Blog

Why We Built Our Own SQL Parser From Scratch: A Rust Implementation Story

avatarDatabendLabsSep 10, 2025
Why We Built Our Own SQL Parser From Scratch: A Rust Implementation Story

Introduction

In late 2023, we had a problem. A customer reported their analytics query was taking 20 seconds to run. The query itself wasn't complex - some CTEs, aggregations, nothing unusual. But when we profiled it, we found something shocking: 13.29 seconds were spent just parsing the SQL. Not executing it. Not optimizing it. Just turning text into an AST.

This was Issue #7225 in our tracker, and it forced us to confront an uncomfortable truth: our SQL parser had become the bottleneck.

We were using sqlparser-rs, a popular Rust SQL parser. It's a solid library used by many projects. But as Databend grew to handle larger queries, more SQL dialects, and demanding performance requirements, we hit its limits. The question wasn't whether to optimize - it was whether to fix sqlparser-rs or build our own. Issue #1218 tracked our parser refactor journey.

This is the story of why we chose to build our own, the challenges we faced, and how Rust's type system guided us to solutions we wouldn't have found otherwise. Along the way, we'll share working code that demonstrates the key concepts.

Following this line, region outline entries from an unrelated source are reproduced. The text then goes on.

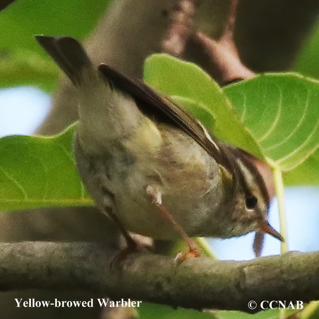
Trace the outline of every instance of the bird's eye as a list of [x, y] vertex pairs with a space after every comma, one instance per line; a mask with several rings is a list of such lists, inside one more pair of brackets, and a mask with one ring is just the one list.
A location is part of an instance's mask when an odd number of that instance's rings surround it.
[[257, 203], [257, 199], [255, 196], [249, 196], [246, 199], [246, 206], [248, 208], [254, 208]]

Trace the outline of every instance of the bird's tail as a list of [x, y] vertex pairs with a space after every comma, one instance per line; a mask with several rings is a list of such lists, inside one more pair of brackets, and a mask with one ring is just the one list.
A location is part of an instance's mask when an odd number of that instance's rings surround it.
[[93, 65], [82, 46], [68, 36], [36, 35], [35, 39], [75, 85], [81, 84], [83, 70]]

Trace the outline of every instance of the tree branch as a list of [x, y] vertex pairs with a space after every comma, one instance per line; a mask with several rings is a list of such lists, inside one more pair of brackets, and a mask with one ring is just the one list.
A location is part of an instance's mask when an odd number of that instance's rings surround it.
[[[111, 269], [111, 244], [35, 242], [0, 244], [0, 289], [81, 288], [114, 300], [174, 307], [262, 310], [263, 300], [319, 299], [319, 252], [293, 252], [248, 261], [201, 257], [176, 265], [171, 257], [136, 254]], [[249, 301], [257, 306], [250, 310]]]

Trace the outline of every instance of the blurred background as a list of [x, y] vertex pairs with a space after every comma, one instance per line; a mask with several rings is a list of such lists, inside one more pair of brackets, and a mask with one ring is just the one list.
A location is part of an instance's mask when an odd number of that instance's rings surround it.
[[[51, 107], [60, 73], [35, 42], [34, 35], [64, 34], [84, 40], [94, 30], [111, 2], [17, 0], [0, 11], [0, 137], [33, 134]], [[208, 17], [206, 13], [203, 24], [213, 37], [220, 33], [228, 2], [211, 2], [211, 14]], [[244, 64], [257, 73], [293, 71], [319, 79], [318, 10], [318, 2], [314, 0], [240, 0], [234, 37]], [[211, 20], [208, 26], [207, 21]], [[200, 19], [198, 21], [203, 22]], [[319, 187], [311, 185], [287, 187], [285, 198], [289, 250], [319, 250]], [[29, 222], [32, 215], [27, 216]], [[39, 235], [35, 227], [27, 235], [22, 235], [23, 219], [18, 218], [22, 223], [18, 227], [15, 216], [5, 224], [15, 230], [9, 235], [10, 229], [6, 229], [8, 241], [14, 241], [14, 238], [17, 241], [43, 239], [43, 234]], [[276, 199], [272, 202], [269, 221], [279, 230]], [[211, 239], [209, 242], [220, 259], [248, 260], [254, 257], [254, 237], [249, 234], [238, 238]], [[6, 240], [4, 237], [2, 241]], [[278, 241], [266, 236], [262, 256], [279, 252]]]

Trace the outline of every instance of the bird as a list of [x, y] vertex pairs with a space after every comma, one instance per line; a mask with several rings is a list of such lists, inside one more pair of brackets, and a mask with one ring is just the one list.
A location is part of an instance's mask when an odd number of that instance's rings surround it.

Part 1: Why sqlparser-rs Wasn't Working

The Breaking Point

Here's a simplified version of the query that broke us:

WITH RECURSIVE hierarchy AS (
SELECT id, parent_id, name, 1 as level
FROM departments WHERE parent_id IS NULL
UNION ALL
SELECT d.id, d.parent_id, d.name, h.level + 1
FROM departments d
JOIN hierarchy h ON d.parent_id = h.id
),
aggregated AS (
SELECT h.*, COUNT(e.id) as employee_count
FROM hierarchy h
LEFT JOIN employees e ON h.id = e.dept_id
GROUP BY h.id, h.parent_id, h.name, h.level
),
filtered AS (
SELECT * FROM aggregated WHERE employee_count > 100
)
SELECT * FROM filtered WHERE level <= 5
ORDER BY level, employee_count DESC;

The actual customer query was 200+ lines with 8 CTEs. Here's what we measured:

  • Total execution time: 20 seconds
  • Parse time: 13.29 seconds (66% of total!)
  • Memory during parsing: 5x the query text size
  • Error message when user had a typo: "syntax error"

Three Dealbreakers

1. Limited Dialect Support (Issue #866)

In Issue #866, our team asked: "Is there a better SQL parser?" The core problem wasn't that sqlparser-rs was bad - it's actually a well-designed library. The problem was that we needed something different.

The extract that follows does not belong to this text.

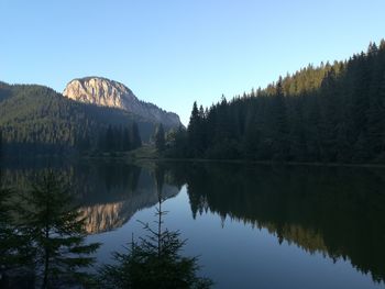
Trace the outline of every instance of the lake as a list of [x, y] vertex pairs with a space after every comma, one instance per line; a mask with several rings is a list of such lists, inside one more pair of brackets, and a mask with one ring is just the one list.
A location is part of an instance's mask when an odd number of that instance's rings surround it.
[[25, 189], [47, 167], [76, 191], [100, 264], [153, 224], [162, 191], [165, 227], [216, 288], [384, 288], [385, 169], [58, 159], [3, 164], [1, 181]]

sqlparser-rs is designed to parse standard SQL with some dialect support. But we needed to dynamically support whatever SQL dialect our customers were using. When a customer migrates from MySQL, PostgreSQL, or Hive, they expect their existing queries to work.

The challenge with extending sqlparser-rs:

// To add a new dialect feature in sqlparser-rs:
// 1. Understand the entire parser structure
// 2. Find all places that need modification
// 3. Ensure changes don't break other dialects
// 4. Submit PR and hope it gets accepted
// 5. Wait for release
// 6. If rejected, maintain a fork

Each dialect has unique syntax:

  • MySQL uses backticks for identifiers:
    `column`
  • PostgreSQL has
    ::
    for casting:
    '123'::integer

sqlparser-rs handles some of these through a dialect system, but adding new dialect-specific features requires modifying core parsing logic. For a project like Databend that needs to support multiple protocols (MySQL wire protocol, PostgreSQL compatibility), we needed more flexibility.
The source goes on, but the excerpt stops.